Bayelsa: 10 bodies of slain policemen recovered

[NMS Note: A slightly differing account of the Nigerian police killings].


THE police in Bayelsa State on Tuesday recovered 10 decomposing bodies said to be those of the policemen killed in an ambush on Saturday night.

Twelve policemen on escort duty were murdered in the attack along the Azuzama waterways of Southern Ijaw Local Government Area of the state which the Movement for the Emancipation of the Niger Delta had already claimed responsibility for.

The recovered bodies were brought to the Federal Medical Centre, Yenagoa, on Tuesday evening by policemen who barricaded the mortuary area of the hospital. The policemen kept journalists at bay and seized cameras of newsmen who attempted capturing the scene.

Commissioner of Police in the state, Mr. Kingsley Omire, was not at the scene to receive the bodies and there were speculations that the bodies had been dismembered with some of them burnt.

A statement by Governor Seriake Dickson said a combined team of security operatives recovered the 10 bodies along the creeks.

The statement, which was signed by Dickson’s Chief Press Secretary, Mr.
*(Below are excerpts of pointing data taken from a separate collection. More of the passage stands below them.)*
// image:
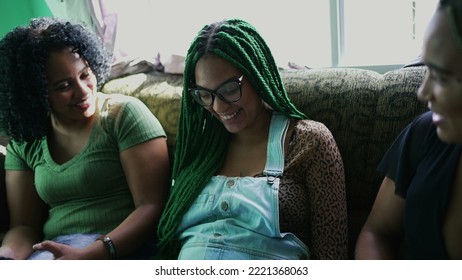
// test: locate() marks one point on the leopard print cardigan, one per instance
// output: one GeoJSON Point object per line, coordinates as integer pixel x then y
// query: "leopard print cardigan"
{"type": "Point", "coordinates": [312, 197]}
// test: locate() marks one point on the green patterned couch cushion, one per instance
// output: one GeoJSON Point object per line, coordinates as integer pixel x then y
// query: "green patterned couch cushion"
{"type": "Point", "coordinates": [364, 110]}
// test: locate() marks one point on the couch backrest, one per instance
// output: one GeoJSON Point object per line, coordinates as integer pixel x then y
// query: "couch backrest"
{"type": "Point", "coordinates": [365, 111]}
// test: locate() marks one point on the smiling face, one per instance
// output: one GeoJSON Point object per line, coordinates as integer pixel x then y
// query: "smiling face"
{"type": "Point", "coordinates": [442, 87]}
{"type": "Point", "coordinates": [243, 115]}
{"type": "Point", "coordinates": [71, 87]}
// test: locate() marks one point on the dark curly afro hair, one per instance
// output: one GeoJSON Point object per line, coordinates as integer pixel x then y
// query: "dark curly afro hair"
{"type": "Point", "coordinates": [24, 107]}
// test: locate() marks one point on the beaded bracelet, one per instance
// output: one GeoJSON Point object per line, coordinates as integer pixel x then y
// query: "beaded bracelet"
{"type": "Point", "coordinates": [109, 246]}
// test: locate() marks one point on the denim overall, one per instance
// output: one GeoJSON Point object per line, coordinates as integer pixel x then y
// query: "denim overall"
{"type": "Point", "coordinates": [238, 217]}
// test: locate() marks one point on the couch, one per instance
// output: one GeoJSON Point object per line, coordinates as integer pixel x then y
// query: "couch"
{"type": "Point", "coordinates": [363, 109]}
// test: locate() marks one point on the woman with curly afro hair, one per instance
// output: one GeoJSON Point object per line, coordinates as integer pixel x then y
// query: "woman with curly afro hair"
{"type": "Point", "coordinates": [86, 173]}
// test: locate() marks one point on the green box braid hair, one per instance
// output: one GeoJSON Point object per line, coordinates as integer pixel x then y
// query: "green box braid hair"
{"type": "Point", "coordinates": [202, 140]}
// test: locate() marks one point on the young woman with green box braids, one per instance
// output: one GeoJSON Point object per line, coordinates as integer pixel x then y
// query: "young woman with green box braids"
{"type": "Point", "coordinates": [252, 177]}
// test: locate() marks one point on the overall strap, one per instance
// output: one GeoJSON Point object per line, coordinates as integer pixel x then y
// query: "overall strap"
{"type": "Point", "coordinates": [275, 151]}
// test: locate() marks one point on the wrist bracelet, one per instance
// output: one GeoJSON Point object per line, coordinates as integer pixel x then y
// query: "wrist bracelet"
{"type": "Point", "coordinates": [109, 246]}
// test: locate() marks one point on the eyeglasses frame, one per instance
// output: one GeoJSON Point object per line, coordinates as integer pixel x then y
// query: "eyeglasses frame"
{"type": "Point", "coordinates": [214, 93]}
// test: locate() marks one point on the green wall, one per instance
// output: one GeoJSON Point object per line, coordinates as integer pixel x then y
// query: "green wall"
{"type": "Point", "coordinates": [19, 12]}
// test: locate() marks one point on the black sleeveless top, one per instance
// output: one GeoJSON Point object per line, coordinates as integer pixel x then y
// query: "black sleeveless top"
{"type": "Point", "coordinates": [423, 169]}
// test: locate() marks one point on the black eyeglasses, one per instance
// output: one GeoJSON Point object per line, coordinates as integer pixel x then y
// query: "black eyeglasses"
{"type": "Point", "coordinates": [229, 91]}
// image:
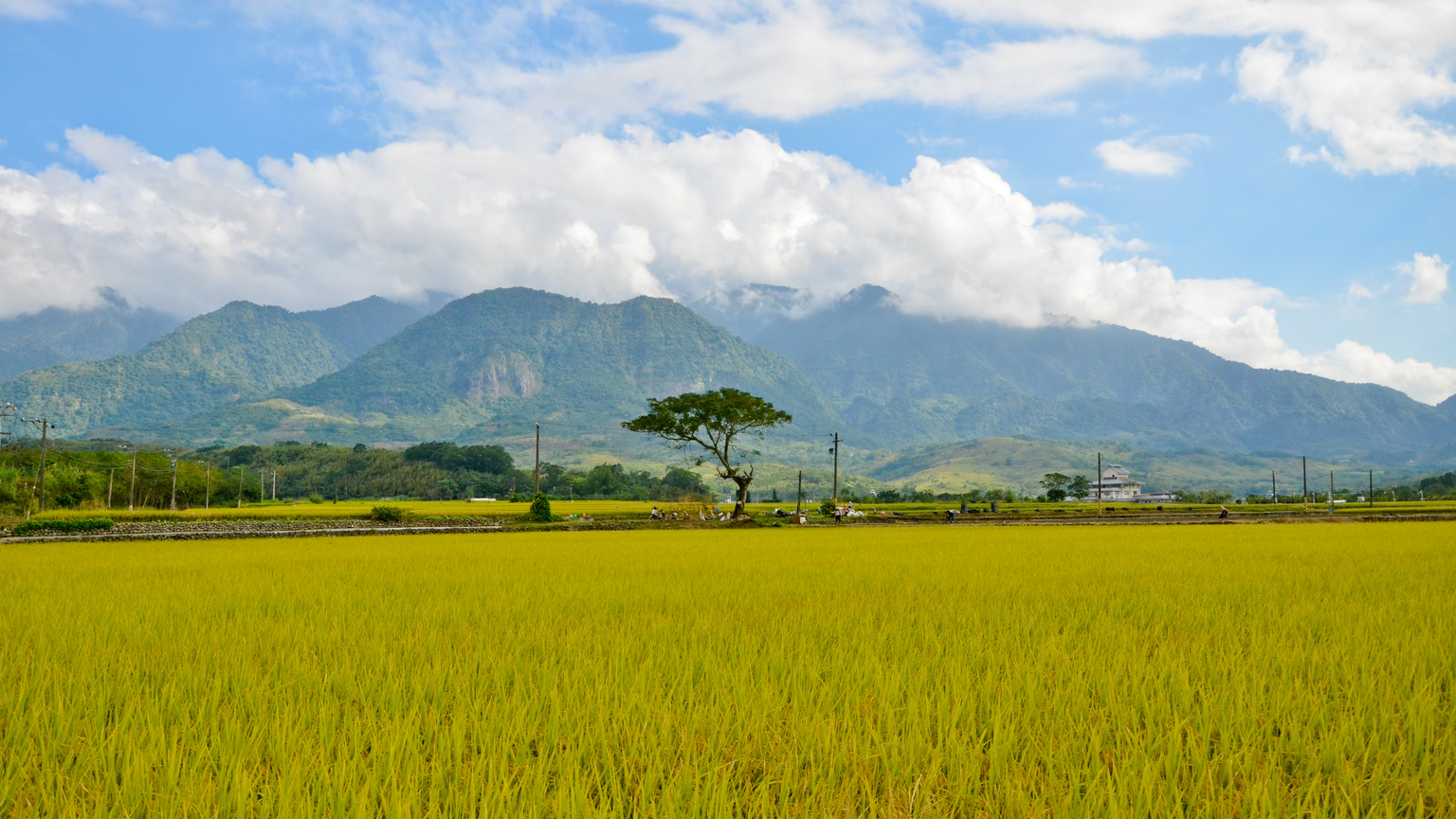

Daniel Iworiso-Markson, also quoted Omire as saying that it took the combined efforts of men of the Joint Security Task Force to ensure the recovery of the corpses.

But some of the recovered bodies were reportedly burnt beyond recognition and mutilated by their killers.

The victims were also reportedly stripped of their uniforms and rifles after the attack.

After waiting for a long time at the Governmen Jetty in Yenagoa, some of the bereaved families were denied access to the bodies when they were finally brought ashore at 6:45pm.

Our correspondent observed that the jetty was protected by armed policemen, including the operatives of the state security outfit, codenamed Operation Door Akpo.

One of the owners of the boats in which the dead policemen were attacked told our correspondent that the gunmen took away the bodies of their victims, dismembered them and burnt some of them.

He said the bodies were not recovered from the river by divers but at a point in the creek where the gunmen mutilated them.

“That was why it took a long time to see their bodies,” he said.

He also insisted that the uniforms and rifles of the victims were taken away by the bandits.

He countered the statement of the Commissioner of Police, Mr. Kingsley Omire, that the victims were attacked after their boat developed a fault.

Omire had said that his men succumbed to attack when the boat in which they were travelling became faulty.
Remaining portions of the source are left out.